Dear SASFED Affiliate,
You may recall the work of the American University with the Documentary Filmmakers Association of South Africa and the Black Filmmakers Network of a few months back. This is an ongoing project the collective teams are forging ahead on towards a "Code of Best Practices" document for our industry in terms of Intellectual Property Usage.
You may also be aware of the Code of Best Practices in Fair Use for Online Video (part of the collection of such Codes at centerforsocialmedia.org/fairuse) last summer. They have now put together a video about the Code. Google provided funds to their partner, Tony Falzone's Fair Use Project at Stanford Law School and the Center for Social Media provided the creative and professional package and made the film. It's up on YouTube and a variety of other sites.

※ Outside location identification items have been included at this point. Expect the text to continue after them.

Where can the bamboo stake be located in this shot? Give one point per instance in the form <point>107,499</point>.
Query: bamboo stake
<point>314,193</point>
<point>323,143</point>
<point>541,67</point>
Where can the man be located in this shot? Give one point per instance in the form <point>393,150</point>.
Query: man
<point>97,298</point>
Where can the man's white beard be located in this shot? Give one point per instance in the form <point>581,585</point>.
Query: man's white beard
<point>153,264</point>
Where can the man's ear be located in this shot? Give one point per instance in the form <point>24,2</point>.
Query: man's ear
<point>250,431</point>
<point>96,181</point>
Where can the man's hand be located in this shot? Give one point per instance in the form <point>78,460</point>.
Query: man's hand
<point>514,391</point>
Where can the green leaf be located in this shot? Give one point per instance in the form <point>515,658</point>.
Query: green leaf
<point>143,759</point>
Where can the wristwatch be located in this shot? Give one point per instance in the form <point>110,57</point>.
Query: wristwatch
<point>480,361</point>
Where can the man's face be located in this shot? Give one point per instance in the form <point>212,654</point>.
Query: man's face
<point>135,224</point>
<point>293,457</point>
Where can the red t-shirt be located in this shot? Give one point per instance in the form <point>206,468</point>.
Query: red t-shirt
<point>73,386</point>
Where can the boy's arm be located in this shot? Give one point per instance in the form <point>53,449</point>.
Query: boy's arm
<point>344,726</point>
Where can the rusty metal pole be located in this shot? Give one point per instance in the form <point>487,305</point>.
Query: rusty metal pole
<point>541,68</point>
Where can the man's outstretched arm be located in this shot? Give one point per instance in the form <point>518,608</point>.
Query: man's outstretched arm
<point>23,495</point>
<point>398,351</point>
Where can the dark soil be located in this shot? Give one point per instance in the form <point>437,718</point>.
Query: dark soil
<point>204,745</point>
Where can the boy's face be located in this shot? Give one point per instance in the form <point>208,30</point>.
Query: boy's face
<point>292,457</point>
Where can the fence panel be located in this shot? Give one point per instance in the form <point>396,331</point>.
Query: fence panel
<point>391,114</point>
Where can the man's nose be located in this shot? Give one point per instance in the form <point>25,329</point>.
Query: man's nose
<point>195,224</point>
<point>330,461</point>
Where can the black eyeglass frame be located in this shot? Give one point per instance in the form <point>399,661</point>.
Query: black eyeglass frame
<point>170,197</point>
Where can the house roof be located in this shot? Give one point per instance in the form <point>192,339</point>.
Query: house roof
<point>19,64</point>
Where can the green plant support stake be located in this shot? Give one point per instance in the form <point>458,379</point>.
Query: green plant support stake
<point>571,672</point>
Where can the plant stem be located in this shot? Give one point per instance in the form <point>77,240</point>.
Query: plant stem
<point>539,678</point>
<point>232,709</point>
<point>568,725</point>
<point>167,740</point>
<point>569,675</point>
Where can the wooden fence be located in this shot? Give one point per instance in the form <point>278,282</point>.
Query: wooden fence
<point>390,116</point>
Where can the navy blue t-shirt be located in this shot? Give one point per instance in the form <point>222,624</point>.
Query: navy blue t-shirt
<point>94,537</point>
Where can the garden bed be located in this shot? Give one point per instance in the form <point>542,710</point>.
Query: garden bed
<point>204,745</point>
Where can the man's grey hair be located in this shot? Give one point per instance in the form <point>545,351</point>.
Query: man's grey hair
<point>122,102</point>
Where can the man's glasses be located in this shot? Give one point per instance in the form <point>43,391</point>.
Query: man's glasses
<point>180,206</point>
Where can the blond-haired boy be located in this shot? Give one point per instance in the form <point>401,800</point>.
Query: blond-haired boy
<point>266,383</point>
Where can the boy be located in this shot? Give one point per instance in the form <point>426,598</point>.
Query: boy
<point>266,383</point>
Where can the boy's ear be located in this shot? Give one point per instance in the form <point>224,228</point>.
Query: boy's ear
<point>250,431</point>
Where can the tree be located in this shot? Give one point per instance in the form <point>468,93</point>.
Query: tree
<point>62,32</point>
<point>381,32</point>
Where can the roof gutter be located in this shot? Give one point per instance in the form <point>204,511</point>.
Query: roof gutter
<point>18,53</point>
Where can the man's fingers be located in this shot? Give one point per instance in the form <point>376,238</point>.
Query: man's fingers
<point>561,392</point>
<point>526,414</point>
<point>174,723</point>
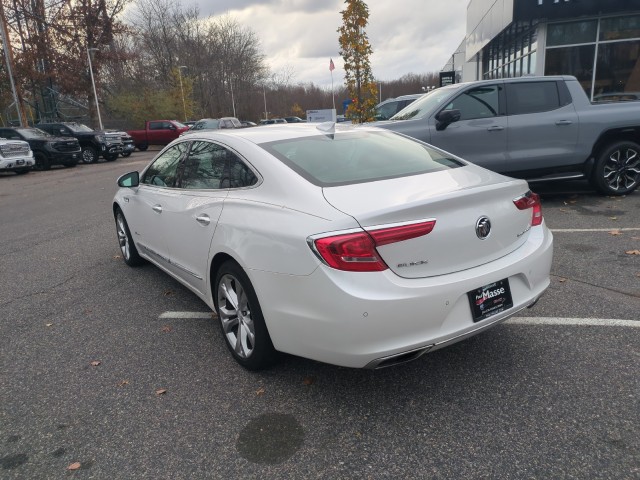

Hope it's useful and if it finds itself in some other news to your networks - we'd really appreciate it.
American University’s Center for Social Media and AU’s Program on Information Justice and Intellectual Property, in collaboration with Stanford Law School’s Fair Use Project, are launching a new video explaining how online video creators can make remixes, mashups and other common online video genres with the knowledge that they are staying within copyright law.
The video, titled Remix Culture: Fair Use Is Your Friend, explains the Code of Best Practices in Fair Use for Online Video, a first of its kind document—coordinated by AU professors Pat Aufderheide and Peter Jaszi—outlining what constitutes fair use in online video. The code was released July 2008.
“This video lets people know about the code, an essential creative tool, in the natural language of online video. The code protects this emerging zone from censorship and self-censorship,” said Aufderheide, director of the Center for Social Media and a professor in AU’s School of Communication. “Creators, online video providers, and copyright holders will be able to know when copying is stealing and when it’s legal.”
Like the code, the video identifies six kinds of unlicensed uses of copyrighted material that may be considered fair, under certain limitations. They are:
• Commenting or critiquing of copyrighted material
• Use for illustration or example
• Incidental or accidental capture of copyrighted material
• Memorializing or rescuing of an experience or event
• Use to launch a discussion
• Recombining to make a new work, such as a mashup or a remix, whose elements depend on relationships between existing works
For instance, a blogger’s critique of mainstream news is commentary. The fat cat sitting on the couch watching television is an example of incidental capture of copyrighted material. Many variations on the popular online video “Dramatic Chipmunk” may be considered fair use because they recombine existing work to create new meaning. “The fair use doctrine is every bit as relevant in the digital domain as it has been for almost two centuries in the print environment,” said Jaszi, founder of the Program for Information Justice and Intellectual Property and a professor of law in AU’s Washington College of Law. “Here we see again the strong connection between the fair use principle in copyright and the guarantee of freedom of speech in the Constitution.”
Remix Culture: Fair Use Is Your Friend is a collaborative project of the Center for Social Media—a center of AU’s School of Communication—and the Program on Information Justice and Intellectual Property—a program of AU’s Washington College of Law—along with Stanford Law School’s Fair Use Project. It was funded by Google.